Jessie Diggins stacca tutte a Dobbiaco, il terzo Tour de Ski è a un passo
Articolo Precedente
Articolo Successivo
Redazione Sport
-
La statunitense Jessie Diggins, confermando il suo stato di forma superlativo, ha vinto in solitaria l’inseguimento in tecnica classica dei 20 chilometri a Dobbiaco, quarto atto del ventesimo Tour de Ski che si disputa interamente in Italia. La prova, che ha concluso il blocco di gare in Alto Adige, ha visto la capitana della squadra americana, partita con un consistente vantaggio iniziale, gestire e ampliare il proprio margine con un ritmo costante e implacabile, tagliando il traguardo in 52’14”8 senza mai essere minimamente scalfita dalle rivali. Un dominio, il suo, che si era già palesato nelle precedenti tappe pusteresi e che ora la proietta verso il terzo trionfo finale nella competizione a tappe più prestigiosa, un traguardo che manca dal suo doppio successo nelle edizioni del 2021 e del 2023.
Il distacco aumenta, la classifica generale prende forma
La giornata di Dobbiaco, caratterizzata da condizioni tecniche ottimali, ha pertanto consolidato la leadership di Diggins nella classifica generale, dove il suo vantaggio è salito a un minuto e trentacinque secondi. A riempire il podio provvisorio della corsa a inseguimento sono state la svedese Moa Ilar, giunta seconda, e l’austriaca Teresa Stadlober, terza, le quali però non hanno potuto nulla contro la forza della campionessa in maglia di leader. L’assenza di una delle sue principali avversarie, ritiratasi a causa di un malessere, ha senza dubbio facilitato il compito della statunitense, la quale ha potuto concentrarsi esclusivamente sulla propria gara, ampliando il distacco tornata dopo tornata sul circuito altoatesino.

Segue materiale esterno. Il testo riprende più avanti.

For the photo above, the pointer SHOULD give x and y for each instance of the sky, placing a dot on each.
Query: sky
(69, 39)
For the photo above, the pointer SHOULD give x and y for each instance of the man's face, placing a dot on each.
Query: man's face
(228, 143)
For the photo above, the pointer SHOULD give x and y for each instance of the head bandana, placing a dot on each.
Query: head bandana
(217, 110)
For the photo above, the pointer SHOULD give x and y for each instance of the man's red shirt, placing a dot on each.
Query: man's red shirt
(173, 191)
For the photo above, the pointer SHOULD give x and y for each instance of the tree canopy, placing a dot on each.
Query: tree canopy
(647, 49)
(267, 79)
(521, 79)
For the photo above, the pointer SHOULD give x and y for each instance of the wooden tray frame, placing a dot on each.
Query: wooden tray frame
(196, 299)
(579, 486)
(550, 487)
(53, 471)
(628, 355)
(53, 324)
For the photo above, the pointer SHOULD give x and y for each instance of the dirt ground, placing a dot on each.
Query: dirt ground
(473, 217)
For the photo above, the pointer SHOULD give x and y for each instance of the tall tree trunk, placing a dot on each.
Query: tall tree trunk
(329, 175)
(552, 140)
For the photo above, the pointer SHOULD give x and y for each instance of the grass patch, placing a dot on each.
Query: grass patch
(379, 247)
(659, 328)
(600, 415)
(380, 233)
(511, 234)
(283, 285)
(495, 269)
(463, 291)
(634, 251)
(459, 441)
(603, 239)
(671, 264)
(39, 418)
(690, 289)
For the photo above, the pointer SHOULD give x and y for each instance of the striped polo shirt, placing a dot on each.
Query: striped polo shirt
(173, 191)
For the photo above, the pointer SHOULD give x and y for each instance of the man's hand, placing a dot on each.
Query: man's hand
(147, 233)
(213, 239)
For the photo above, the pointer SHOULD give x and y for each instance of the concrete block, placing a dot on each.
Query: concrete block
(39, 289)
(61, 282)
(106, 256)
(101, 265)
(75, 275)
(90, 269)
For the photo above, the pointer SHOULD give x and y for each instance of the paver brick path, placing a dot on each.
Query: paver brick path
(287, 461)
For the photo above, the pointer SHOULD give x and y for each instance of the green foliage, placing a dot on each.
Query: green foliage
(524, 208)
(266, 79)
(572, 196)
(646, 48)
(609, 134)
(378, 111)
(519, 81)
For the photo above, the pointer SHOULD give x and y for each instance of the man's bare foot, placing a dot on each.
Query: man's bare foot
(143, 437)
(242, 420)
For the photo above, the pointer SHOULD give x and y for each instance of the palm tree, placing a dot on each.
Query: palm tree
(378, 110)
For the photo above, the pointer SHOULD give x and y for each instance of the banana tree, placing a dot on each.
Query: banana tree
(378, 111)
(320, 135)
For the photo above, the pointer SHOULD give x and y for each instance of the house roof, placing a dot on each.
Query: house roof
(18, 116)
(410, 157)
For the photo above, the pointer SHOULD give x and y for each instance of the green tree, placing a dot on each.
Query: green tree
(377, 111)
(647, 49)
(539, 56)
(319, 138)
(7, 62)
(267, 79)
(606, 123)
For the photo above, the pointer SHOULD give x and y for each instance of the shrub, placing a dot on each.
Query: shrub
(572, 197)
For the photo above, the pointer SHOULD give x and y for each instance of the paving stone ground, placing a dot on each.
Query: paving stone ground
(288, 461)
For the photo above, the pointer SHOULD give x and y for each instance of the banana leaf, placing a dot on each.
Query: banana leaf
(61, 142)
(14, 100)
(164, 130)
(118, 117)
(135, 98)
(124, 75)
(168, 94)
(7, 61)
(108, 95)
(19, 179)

Il bilancio italiano e gli ultimi due atti in Val di Fiemme
Per quanto riguarda le atlete azzurre, Caterina Ganz ha fornito una prestazione di rilievo, terminando la gara al tredicesimo posto. La fondista italiana, pur avendo perso il contatto con un gruppetto di atlete di altissimo livello nel quale figurava la svedese Ebba Andersson, mantiene una posizione di tutto rispetto in classifica generale, non lontana dalla zona della top ten che costituisce il suo obiettivo primario. I suoi progressi, frutto di una preparazione meticolosa, le consentono di guardare con fiducia alle due prove residue, dove la sua conoscenza dei percorsi trentini potrebbe giocare a suo favore.
Il gran finale con la scalata del Cermis
Il Tour, dopo la lunga sosta di riposo e trasferimento, si concluderà infatti in Val di Fiemme con gli ultimi due appuntamenti decisivi: la sprint in tecnica classica in programma il 3 gennaio e, soprattutto, la temutissima e tradizionale scalata finale del Monte Cermis in tecnica libera del 4 gennaio. Quest’ultima tappa, un’autentica classica che premia le qualità di resistenza in salita, rappresenta storicamente l’ultimo scoglio e il momento più spettacolare della rassegna, capace di ribaltare o confermare le gerarchie emerse. Jessie Diggins, che vi ha spesso brillato in passato, vi si presenterà con un cospicuo margine da amministrare, mentre per le altre sarà l’ultima cartuccia a disposizione per tentare un improbabile assalto alla vetta.